Zuraida mengungkapkan, korban diduga mendaftarkan diri dan mengikuti perguruan silat di luar ekstrakulikuler sekolah.

Pada saat malam kejadian, Muhammad Akil harus mengikuti ujian akhir kegiatan tersebut. Sayangnya, saat itu kondisi kesehatan korban kurang baik alias sedang sakit.

"Siswa tersebut dalam kondisi kurang sehat, tapi karena ingin sekali mengikuti ujian dan ingin mendapatkan sertifikat atau sabuk, dia ini tidak cerita kalau kondisinya kurang sehat, maka terjadilah seperti itu," terang Zuraida.

Sebagaimana penjelasan pihak sekolah, ia menyebutkan, korban tidak serta merta mengalami penganiayaan atau kekerasan sebagaimana dugaan selama ini beredar di kalangan masyarakat luas.
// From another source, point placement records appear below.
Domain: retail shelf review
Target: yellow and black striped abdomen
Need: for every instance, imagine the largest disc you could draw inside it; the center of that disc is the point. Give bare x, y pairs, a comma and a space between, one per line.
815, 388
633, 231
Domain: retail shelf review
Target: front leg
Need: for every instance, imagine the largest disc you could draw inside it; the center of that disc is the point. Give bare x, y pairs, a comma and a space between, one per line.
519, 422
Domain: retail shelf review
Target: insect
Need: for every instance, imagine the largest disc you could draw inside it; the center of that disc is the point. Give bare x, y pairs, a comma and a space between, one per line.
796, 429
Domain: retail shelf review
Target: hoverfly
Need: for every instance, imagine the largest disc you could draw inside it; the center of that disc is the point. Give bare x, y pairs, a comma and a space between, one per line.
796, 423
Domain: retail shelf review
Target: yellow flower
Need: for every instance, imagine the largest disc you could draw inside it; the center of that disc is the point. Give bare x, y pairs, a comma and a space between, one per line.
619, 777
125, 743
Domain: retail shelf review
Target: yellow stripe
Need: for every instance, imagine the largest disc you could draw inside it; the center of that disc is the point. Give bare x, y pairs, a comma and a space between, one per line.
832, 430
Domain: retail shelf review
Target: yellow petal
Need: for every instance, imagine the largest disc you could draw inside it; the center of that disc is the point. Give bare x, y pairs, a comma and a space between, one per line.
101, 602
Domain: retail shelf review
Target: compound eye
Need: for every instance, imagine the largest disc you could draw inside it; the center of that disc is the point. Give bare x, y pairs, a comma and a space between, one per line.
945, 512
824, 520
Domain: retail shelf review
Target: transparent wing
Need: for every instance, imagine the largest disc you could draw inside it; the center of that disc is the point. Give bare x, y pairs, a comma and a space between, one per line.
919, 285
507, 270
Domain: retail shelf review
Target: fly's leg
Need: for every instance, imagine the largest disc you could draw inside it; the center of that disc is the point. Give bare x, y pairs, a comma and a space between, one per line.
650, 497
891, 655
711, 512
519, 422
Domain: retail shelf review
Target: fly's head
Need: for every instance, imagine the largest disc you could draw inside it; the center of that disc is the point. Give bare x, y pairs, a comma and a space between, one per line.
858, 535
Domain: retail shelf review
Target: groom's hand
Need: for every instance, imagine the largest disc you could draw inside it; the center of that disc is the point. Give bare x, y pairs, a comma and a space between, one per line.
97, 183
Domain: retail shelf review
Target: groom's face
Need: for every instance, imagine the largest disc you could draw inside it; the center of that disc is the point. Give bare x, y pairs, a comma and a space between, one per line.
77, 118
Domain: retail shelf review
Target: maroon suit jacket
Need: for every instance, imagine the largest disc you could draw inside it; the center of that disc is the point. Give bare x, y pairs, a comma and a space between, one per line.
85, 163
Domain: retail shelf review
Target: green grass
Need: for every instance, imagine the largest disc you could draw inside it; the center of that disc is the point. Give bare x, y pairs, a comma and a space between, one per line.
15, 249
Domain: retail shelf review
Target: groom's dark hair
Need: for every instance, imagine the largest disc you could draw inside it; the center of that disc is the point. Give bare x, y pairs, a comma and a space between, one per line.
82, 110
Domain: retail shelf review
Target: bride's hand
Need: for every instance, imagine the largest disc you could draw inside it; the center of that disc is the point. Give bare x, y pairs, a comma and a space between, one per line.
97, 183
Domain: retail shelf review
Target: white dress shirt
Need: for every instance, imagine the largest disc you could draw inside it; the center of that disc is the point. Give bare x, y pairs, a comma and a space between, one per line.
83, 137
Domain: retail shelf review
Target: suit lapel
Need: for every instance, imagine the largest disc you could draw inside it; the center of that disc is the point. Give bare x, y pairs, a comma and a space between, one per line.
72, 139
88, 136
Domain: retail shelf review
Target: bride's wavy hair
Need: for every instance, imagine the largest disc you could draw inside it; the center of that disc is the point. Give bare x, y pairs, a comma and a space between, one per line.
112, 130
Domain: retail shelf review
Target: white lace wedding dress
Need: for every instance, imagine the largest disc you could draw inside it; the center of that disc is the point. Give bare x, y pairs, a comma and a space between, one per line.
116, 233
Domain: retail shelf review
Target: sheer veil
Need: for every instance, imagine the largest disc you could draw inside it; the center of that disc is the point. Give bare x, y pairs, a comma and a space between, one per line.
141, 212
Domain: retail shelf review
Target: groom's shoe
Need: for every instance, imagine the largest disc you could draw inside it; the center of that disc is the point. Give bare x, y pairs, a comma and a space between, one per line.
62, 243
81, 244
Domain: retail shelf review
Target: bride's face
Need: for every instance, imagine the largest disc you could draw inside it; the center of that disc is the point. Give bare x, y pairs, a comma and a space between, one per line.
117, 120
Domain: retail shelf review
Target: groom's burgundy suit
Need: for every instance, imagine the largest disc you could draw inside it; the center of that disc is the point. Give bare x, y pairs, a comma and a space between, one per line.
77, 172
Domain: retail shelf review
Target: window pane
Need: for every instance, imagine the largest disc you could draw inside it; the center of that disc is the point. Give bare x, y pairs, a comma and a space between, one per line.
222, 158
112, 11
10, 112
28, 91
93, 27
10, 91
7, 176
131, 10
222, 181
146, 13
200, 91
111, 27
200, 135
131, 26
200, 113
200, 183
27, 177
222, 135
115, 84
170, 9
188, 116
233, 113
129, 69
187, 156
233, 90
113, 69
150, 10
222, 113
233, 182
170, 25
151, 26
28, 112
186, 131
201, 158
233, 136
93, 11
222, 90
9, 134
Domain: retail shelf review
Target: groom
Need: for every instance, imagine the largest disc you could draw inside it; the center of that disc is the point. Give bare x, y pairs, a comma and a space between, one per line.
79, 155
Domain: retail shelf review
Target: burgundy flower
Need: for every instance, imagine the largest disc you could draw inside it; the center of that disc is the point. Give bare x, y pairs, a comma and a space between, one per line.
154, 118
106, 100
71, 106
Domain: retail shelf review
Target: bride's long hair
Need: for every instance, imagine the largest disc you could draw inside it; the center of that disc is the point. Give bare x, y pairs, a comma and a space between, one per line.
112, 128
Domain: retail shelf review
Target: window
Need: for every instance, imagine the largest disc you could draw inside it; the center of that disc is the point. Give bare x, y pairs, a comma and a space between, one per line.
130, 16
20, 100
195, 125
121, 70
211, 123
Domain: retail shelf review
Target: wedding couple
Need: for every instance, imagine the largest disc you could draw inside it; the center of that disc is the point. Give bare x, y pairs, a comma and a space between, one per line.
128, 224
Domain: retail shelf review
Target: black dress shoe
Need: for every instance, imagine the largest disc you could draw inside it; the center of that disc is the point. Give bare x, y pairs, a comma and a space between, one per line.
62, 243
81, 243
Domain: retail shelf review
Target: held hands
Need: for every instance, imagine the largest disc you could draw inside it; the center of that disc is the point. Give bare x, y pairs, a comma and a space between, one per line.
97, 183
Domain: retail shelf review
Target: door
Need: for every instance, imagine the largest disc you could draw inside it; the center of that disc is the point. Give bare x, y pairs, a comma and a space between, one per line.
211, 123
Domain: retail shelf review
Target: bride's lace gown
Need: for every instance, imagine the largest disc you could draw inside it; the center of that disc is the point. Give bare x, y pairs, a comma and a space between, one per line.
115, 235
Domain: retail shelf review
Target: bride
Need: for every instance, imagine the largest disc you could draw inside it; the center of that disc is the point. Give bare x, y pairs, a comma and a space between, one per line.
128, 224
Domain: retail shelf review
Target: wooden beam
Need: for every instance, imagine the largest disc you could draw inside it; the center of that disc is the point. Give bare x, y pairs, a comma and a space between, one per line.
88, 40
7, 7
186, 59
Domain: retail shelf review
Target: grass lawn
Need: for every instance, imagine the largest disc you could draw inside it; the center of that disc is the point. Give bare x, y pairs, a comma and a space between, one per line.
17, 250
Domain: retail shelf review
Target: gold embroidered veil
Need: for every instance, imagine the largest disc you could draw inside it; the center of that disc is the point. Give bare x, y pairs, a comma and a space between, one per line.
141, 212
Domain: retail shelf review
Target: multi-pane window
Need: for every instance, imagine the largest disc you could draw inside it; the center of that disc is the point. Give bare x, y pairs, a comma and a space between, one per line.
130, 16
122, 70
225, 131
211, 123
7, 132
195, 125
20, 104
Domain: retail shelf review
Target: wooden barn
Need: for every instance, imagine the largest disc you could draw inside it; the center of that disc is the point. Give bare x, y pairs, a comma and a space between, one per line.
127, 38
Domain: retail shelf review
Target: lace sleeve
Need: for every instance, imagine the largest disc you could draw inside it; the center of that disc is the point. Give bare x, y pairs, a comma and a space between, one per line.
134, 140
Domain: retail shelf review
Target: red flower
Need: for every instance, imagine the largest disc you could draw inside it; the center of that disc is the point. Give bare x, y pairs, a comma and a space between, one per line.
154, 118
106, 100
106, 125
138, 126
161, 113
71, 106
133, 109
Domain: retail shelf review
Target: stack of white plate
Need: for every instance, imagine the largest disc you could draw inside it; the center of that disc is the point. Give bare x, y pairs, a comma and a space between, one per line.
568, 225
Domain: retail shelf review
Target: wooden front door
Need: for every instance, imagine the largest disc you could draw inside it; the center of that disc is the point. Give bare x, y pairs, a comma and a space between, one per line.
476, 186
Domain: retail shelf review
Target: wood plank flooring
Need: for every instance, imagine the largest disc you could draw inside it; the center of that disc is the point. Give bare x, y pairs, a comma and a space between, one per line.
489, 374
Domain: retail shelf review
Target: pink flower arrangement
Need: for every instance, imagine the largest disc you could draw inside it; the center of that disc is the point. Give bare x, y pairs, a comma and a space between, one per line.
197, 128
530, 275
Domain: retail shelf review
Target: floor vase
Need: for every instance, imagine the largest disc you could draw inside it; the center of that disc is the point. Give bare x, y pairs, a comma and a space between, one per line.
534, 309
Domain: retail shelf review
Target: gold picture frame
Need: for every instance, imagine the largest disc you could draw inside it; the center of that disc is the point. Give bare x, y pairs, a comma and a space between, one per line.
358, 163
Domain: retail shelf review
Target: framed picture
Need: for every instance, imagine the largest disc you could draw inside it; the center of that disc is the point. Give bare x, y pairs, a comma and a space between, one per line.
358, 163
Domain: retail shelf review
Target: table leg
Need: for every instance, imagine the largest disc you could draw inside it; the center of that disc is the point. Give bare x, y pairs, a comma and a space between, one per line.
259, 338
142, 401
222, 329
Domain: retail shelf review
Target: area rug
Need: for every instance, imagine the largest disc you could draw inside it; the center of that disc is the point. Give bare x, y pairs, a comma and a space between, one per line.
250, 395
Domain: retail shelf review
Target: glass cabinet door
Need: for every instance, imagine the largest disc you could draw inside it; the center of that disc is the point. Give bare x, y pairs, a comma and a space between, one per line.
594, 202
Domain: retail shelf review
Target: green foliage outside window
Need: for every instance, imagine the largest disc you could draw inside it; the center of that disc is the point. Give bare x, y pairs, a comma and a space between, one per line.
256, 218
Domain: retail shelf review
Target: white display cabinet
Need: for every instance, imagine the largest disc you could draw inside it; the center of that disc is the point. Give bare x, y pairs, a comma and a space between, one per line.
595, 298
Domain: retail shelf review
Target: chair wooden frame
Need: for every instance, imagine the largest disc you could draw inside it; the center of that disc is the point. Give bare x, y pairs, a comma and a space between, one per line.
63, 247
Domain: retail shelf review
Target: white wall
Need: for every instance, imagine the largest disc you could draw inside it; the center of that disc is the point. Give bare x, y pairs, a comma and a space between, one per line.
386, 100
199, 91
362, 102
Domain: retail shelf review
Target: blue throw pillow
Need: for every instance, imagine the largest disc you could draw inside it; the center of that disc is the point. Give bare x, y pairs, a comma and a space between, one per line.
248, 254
"Bukan kekerasan, karena kalau silat itu dilakukan memang seperti itu. Ini kata pihak sekolah, ada rekaman dan video dari kepala sekolahnya langsung dan juga ada dari pengasuh asramanya," sambung dia.

Pasca mengikuti ujian akhir kegiatan dimaksud, Zuraida menambahkan, korban Muhammad Akil dalam keadaan baik-baik saja, namun sempat menyampaikan keluhan mengalami sakit perut kepada pengasuh asrama. Kemudian langsung dibawa ke rumah sakit terdekat.

"Di sana (rumah sakit), keterangan dokter tidak apa-apa cuma hanya ada sedikit sakit sakit perut itu," ucapnya.

Meski demikian, korban Muhammad Akil sempat dirawat di rumah sakit setempat hingga akhirnya meninggal dunia.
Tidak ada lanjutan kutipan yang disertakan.